Matrixport: Further downside is likely, limited buying demand
Matrixport stated in its market update today: "Bitcoin has broken below the rising expanding wedge, which, although not what we hoped for, typically signals downside risk, unless the price can quickly rebound and return within the wedge. The possibility of further Bitcoin decline is greater, especially since this breakdown has occurred during a period of low trading activity, limiting the demand for buying the dip."
"Although we expect prices to have upside room in the second half of the year, this technical breakdown has made the market sentiment more cautious. In addition, not only has Bitcoin broken down, but Ethereum has also fallen below the key $2,600 to $2,800 support zone."
Raoul Pal: Just a correction, learn to tune out the noise
Real Vision co-founder and CEO Raoul Pal on the decline said: "Be patient. The current market structure is very similar to 2017. BTC has had 5 corrections greater than 28%, lasting 2-3 months before hitting new highs, while Altcoins generally fell more than 65%. The market is full of noise, go do something more meaningful than staring at the charts."
Ansem: Focus on the recovery of 96,500, beware of subsequent stock market decline
Renowned trader Ansem stated on X that the key going forward is to see if BTC can reclaim the 96,500 level, but the more important issue is that if cryptocurrencies are pre-reflecting the overall market risk aversion trend, and the stock indices also experience a collapse in the next few weeks, then this is more likely the start of a downtrend, rather than just a small hiccup in an uptrend.

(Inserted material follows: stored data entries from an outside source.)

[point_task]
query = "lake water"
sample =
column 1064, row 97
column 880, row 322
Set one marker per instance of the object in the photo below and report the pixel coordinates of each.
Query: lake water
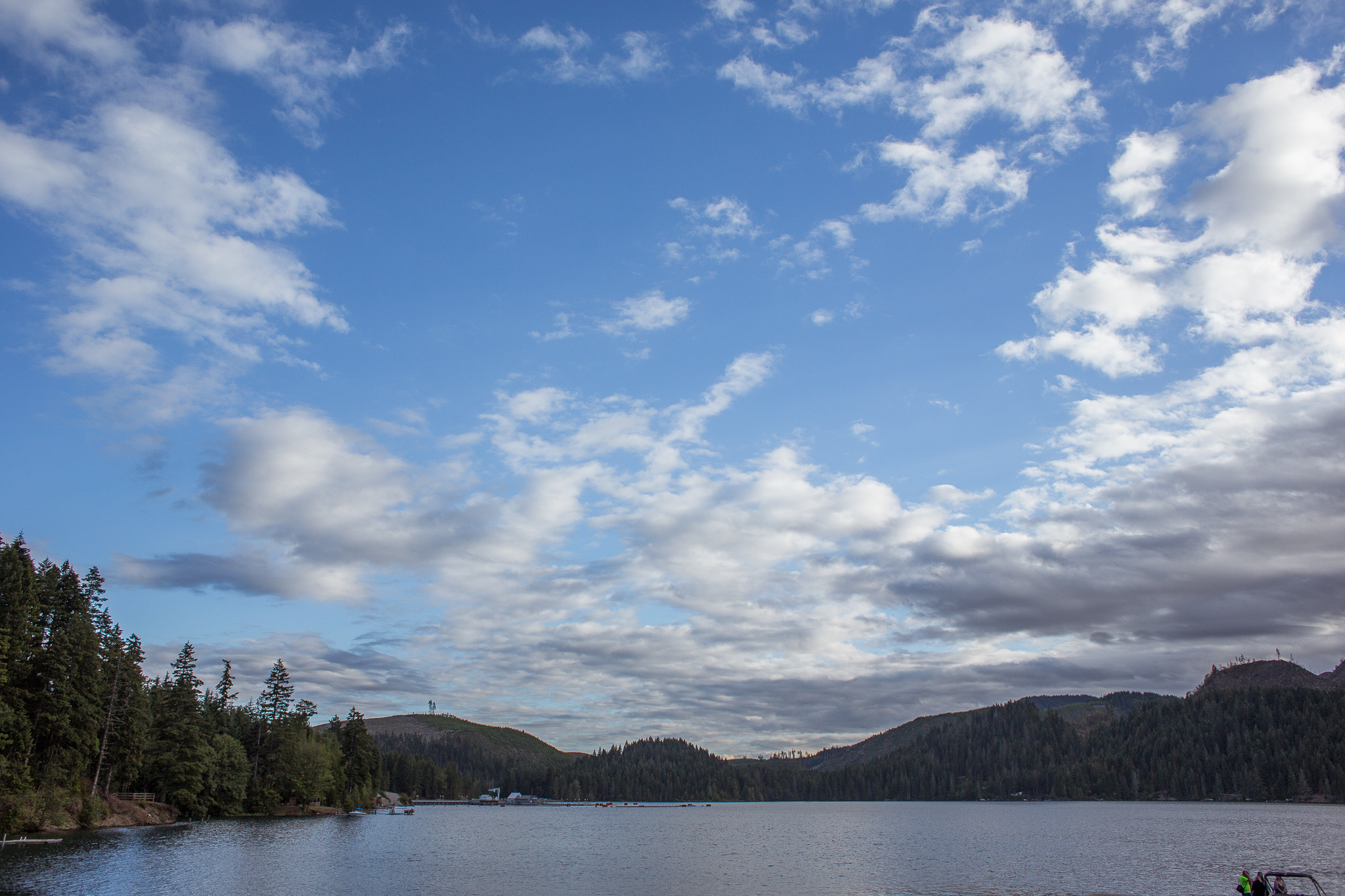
column 731, row 848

CoinDesk Analyst: Nasdaq decline + Japan rate hike triggered the crash
CoinDesk's market analysis team editor Omkar Godbole released a market analysis stating that the expectation of a rate hike by the Bank of Japan and the decline in Nasdaq futures triggered the latest crypto market crash. Market data shows that Nasdaq futures fell 0.3%, indicating that the trend of three consecutive days of declines will continue, with the tech-heavy index down more than 4% since February 18.
The yen exchange rate against the US dollar, a safe-haven currency, is 149.38, and it is expected to challenge the near-three-month high of 148.84 set on Monday. As the market bets that the Bank of Japan will raise interest rates, the yen has risen by nearly 6% in six weeks. The Bank of Japan's rhetoric on interest rate hikes and the strength of the yen evoke memories of the situation in July last year: at that time, due to the central bank's interest rate hike, the yen soared, ultimately triggering widespread risk aversion, causing Bit to plummet from around $65,000 to $50,000 in a few days.